My program uses MPI+pthreads, where n-1 MPI processes are pure MPI code whereas the only one MPI process uses pthreads. The last process contains only 2 threads( main thread and pthread ). Suppose that the HPC cluster I want to run this program on consists of compute nodes, each of which has 12 cores. How should I write my batch script to maximise utilization of the hardware?
Following is my batch script I wrote.
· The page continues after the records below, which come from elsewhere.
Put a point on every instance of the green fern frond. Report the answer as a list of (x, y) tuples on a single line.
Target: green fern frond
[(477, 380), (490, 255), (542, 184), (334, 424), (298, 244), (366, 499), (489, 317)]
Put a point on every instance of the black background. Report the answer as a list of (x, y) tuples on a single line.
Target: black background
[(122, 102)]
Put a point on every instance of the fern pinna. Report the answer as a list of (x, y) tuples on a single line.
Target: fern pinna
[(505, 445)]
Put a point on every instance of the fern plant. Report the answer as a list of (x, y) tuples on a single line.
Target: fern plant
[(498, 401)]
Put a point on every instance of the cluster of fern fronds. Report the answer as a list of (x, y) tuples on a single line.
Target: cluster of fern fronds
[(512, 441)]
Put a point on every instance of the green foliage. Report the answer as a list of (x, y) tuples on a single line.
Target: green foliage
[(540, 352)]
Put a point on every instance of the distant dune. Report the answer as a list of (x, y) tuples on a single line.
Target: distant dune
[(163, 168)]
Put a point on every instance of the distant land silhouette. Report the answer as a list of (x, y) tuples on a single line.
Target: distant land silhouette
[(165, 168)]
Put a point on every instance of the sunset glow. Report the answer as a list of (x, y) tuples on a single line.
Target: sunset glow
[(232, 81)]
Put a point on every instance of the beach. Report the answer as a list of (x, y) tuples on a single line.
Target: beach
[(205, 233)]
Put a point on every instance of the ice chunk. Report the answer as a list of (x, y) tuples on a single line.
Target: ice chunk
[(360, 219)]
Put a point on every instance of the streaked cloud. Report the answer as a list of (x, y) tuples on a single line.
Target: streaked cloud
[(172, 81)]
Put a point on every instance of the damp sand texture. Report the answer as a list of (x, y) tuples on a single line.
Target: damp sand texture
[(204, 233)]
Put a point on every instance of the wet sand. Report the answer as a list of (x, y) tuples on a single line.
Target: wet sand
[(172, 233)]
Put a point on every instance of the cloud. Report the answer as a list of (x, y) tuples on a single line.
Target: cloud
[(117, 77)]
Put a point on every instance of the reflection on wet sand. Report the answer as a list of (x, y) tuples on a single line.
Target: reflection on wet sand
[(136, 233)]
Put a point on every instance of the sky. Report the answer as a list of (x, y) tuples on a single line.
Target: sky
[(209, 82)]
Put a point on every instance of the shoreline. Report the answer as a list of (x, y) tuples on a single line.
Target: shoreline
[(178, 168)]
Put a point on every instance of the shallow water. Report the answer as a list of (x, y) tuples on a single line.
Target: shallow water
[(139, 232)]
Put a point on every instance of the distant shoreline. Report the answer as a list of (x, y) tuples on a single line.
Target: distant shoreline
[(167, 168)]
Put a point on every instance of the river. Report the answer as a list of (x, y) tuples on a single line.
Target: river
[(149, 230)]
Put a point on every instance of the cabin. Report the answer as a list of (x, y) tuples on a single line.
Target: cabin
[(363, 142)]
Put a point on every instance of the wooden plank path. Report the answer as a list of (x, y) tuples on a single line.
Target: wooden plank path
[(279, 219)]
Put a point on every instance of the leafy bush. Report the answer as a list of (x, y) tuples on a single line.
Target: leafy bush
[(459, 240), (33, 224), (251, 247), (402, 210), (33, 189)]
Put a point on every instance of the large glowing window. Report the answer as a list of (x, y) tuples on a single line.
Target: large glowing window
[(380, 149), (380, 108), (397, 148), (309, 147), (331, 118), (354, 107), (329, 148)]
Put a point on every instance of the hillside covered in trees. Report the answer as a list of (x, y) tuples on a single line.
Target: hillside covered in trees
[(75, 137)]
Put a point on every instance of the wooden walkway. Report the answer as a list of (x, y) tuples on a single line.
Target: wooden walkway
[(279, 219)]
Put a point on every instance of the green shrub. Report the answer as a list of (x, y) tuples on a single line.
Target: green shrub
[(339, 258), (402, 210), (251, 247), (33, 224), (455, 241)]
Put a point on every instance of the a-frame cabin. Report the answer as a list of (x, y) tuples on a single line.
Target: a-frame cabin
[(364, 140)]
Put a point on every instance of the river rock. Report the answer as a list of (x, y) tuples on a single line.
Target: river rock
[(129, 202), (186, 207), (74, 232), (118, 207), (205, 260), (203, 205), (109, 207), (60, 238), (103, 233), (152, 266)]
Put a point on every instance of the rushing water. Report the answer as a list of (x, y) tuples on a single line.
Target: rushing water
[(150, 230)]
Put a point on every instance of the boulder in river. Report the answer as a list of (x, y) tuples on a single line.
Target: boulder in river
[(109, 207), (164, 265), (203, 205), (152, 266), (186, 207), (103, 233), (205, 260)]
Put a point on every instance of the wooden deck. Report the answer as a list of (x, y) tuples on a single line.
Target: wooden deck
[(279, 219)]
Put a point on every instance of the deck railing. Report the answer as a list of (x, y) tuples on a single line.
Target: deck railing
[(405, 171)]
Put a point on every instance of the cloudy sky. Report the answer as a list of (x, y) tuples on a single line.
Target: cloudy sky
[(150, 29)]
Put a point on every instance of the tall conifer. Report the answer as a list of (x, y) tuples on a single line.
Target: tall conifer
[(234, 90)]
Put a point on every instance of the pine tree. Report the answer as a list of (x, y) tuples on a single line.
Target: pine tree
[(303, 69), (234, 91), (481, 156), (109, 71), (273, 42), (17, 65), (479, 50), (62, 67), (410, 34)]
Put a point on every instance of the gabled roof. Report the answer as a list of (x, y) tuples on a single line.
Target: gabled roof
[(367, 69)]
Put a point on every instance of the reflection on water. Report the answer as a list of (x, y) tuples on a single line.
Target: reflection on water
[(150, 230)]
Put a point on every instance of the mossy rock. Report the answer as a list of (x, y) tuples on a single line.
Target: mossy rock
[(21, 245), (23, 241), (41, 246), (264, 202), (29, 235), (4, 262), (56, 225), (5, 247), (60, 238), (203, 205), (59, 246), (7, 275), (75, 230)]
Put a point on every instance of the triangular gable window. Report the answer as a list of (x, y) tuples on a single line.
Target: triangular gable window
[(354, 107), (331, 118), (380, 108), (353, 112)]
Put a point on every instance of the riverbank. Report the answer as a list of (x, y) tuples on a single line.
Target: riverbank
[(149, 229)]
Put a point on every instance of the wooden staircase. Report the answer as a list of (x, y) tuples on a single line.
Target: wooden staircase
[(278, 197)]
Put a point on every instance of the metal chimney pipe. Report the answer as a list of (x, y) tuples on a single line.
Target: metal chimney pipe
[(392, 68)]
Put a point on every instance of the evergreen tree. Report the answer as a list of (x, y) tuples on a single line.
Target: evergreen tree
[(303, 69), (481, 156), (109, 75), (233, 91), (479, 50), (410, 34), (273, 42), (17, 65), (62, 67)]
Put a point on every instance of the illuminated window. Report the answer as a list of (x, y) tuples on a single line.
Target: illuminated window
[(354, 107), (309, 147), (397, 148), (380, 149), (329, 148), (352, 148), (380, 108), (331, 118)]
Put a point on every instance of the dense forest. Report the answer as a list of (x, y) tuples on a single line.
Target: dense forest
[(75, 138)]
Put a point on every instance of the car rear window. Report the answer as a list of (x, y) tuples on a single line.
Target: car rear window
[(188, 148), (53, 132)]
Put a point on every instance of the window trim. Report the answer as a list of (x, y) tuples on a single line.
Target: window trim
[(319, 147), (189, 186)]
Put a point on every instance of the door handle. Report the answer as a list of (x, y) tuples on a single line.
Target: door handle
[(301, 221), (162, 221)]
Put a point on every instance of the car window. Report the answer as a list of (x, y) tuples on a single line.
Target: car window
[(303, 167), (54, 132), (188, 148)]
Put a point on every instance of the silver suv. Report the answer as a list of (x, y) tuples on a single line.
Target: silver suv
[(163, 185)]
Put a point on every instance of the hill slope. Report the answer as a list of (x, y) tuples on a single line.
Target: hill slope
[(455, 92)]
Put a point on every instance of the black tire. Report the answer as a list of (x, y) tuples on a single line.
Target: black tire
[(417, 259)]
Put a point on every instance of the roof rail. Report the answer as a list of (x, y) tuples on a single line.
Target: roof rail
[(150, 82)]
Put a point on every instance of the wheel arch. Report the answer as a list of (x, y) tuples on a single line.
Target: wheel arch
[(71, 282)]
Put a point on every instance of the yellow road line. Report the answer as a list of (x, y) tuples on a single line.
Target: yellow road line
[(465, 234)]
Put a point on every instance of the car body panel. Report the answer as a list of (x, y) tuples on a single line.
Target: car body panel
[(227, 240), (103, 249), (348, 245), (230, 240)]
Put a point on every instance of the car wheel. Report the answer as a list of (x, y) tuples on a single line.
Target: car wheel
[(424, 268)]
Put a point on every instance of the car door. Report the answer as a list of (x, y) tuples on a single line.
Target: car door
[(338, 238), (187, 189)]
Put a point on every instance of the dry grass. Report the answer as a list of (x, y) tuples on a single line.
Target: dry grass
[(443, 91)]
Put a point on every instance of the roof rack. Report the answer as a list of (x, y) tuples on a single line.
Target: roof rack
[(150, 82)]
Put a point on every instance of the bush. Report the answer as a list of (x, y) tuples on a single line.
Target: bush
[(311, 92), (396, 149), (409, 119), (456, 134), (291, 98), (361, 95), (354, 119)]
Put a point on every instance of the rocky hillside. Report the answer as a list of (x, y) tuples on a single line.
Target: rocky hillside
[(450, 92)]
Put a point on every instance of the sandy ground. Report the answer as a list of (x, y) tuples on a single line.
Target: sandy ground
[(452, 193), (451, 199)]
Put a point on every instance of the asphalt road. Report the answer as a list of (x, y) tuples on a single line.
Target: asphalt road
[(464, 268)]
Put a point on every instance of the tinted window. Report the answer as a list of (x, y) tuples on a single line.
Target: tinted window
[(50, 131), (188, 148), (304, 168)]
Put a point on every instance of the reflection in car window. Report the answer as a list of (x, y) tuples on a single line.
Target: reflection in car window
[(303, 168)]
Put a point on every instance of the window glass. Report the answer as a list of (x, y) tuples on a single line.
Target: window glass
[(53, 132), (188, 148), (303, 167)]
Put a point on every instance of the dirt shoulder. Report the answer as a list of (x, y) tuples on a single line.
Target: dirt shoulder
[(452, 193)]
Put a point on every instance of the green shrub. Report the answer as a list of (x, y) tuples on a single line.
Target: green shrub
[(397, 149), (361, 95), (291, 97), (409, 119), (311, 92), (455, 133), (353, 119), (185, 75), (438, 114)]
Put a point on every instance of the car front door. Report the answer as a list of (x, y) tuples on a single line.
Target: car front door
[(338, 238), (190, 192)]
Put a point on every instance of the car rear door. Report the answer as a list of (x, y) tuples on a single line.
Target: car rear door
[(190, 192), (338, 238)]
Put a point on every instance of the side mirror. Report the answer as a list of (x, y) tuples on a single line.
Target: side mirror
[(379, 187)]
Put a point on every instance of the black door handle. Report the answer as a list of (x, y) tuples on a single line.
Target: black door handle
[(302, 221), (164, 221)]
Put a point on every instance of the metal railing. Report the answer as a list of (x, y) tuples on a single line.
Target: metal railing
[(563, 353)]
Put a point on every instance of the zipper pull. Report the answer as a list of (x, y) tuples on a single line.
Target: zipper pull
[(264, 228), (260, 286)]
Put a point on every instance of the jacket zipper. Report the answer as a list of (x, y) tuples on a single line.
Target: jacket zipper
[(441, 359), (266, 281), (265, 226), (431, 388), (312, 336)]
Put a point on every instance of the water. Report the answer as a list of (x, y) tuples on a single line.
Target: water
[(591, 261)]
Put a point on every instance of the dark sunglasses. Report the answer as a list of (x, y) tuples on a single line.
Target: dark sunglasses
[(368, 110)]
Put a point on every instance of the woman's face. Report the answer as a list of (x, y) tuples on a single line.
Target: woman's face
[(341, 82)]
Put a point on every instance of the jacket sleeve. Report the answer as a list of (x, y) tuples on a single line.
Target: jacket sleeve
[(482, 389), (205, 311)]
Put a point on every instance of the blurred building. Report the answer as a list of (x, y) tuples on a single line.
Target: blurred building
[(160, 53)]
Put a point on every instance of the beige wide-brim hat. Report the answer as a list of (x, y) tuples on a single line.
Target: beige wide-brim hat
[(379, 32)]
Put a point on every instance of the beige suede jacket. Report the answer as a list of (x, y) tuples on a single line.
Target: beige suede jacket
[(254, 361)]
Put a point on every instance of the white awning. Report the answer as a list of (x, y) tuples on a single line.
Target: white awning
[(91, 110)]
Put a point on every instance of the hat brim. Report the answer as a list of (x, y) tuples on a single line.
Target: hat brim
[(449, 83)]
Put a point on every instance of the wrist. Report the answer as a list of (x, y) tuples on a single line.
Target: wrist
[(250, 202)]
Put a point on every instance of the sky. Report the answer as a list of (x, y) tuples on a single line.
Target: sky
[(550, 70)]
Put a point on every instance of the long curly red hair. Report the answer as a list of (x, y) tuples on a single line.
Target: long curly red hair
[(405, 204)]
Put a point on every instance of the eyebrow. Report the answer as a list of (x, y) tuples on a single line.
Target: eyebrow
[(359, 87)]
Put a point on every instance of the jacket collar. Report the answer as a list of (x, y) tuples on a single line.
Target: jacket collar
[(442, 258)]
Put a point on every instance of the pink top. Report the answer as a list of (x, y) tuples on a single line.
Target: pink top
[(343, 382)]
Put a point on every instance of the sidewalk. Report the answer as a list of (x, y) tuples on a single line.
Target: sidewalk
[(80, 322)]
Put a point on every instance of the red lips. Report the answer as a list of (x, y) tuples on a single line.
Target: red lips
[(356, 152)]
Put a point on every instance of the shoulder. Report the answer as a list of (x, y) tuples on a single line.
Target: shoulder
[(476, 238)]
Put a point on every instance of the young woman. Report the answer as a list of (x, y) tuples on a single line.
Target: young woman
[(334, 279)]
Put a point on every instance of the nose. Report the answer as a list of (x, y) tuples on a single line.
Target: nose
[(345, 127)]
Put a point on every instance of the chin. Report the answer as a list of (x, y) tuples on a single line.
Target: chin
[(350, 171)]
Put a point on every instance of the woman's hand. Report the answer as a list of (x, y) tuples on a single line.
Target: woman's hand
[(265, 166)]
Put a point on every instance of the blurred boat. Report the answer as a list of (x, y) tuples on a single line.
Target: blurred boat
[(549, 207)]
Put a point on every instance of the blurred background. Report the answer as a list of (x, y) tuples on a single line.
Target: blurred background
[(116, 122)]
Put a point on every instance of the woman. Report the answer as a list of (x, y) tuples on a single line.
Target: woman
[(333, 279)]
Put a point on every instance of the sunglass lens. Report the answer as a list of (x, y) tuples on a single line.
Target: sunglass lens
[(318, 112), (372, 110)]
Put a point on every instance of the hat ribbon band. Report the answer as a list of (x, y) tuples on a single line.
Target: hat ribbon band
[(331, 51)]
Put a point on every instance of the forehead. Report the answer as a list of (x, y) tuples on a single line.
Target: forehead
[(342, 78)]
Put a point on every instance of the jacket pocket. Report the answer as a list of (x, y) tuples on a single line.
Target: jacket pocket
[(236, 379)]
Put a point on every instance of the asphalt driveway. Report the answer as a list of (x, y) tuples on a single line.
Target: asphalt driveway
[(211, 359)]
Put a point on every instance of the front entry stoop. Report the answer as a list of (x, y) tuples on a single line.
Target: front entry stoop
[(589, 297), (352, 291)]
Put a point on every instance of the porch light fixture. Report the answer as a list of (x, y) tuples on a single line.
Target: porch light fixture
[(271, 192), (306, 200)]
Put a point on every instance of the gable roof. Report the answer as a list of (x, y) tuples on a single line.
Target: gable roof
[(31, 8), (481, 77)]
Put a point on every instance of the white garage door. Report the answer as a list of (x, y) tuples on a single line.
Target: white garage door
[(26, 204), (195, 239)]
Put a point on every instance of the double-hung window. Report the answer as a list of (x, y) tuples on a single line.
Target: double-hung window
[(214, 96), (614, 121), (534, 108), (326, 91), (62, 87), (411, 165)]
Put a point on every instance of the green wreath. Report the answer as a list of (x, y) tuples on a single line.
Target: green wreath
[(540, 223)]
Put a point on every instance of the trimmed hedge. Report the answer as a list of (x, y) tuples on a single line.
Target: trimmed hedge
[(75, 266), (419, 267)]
I use export OMP_NUM_THREADS=2 because the last MPI process has 2 threads and have to assume that the others have 2 threads each as well.
Then I allocate 6 MPI processes per node, so each node can run 6xOMP_NUM_THREADS = 12(=the number of cores on each node) threads despite the fact that all MPI processes but one have 1 thread.
#BSUB -J LOOP.N200.L1000_SIMPLE_THREAD
#BSUB -o LOOP.%J
#BSUB -W 00:10
#BSUB -M 1024
#BSUB -N
#BSUB -a openmpi
#BSUB -n 20
#BSUB -m xxx
#BSUB -R "span[ptile=6]"
#BSUB -x
export OMP_NUM_THREADS=2
How can I write a better script for this ?
The following should work if you'd like the last rank to be the hybrid one:
#BSUB -n 20
#BSUB -R "span[ptile=12]"
#BSUB -x
$MPIEXEC $FLAGS_MPI_BATCH -n 19 -x OMP_NUM_THREADS=1 ./program : \
$FLAGS_MPI_BATCH -n 1 -x OMP_NUM_THREADS=2 ./program
If you'd like rank 0 to be the hybrid one, simply switch the two lines:
$MPIEXEC $FLAGS_MPI_BATCH -n 1 -x OMP_NUM_THREADS=2 ./program : \
$FLAGS_MPI_BATCH -n 19 -x OMP_NUM_THREADS=1 ./program
This utilises the ability of Open MPI to launch MIMD programs.
You mention that your hybrid rank uses POSIX threads and yet you are setting an OpenMP-related environment variable. If you are not really using OpenMP, you don't have to set OMP_NUM_THREADS
at all and this simple mpiexec
command should suffice:
$MPIEXEC $FLAGS_MPI_BATCH ./program
(in case my guess about the educational institution where you study or work turns out to be wrong, remove $FLAGS_MPI_BATCH
and replace $MPIEXEC
with mpiexec
)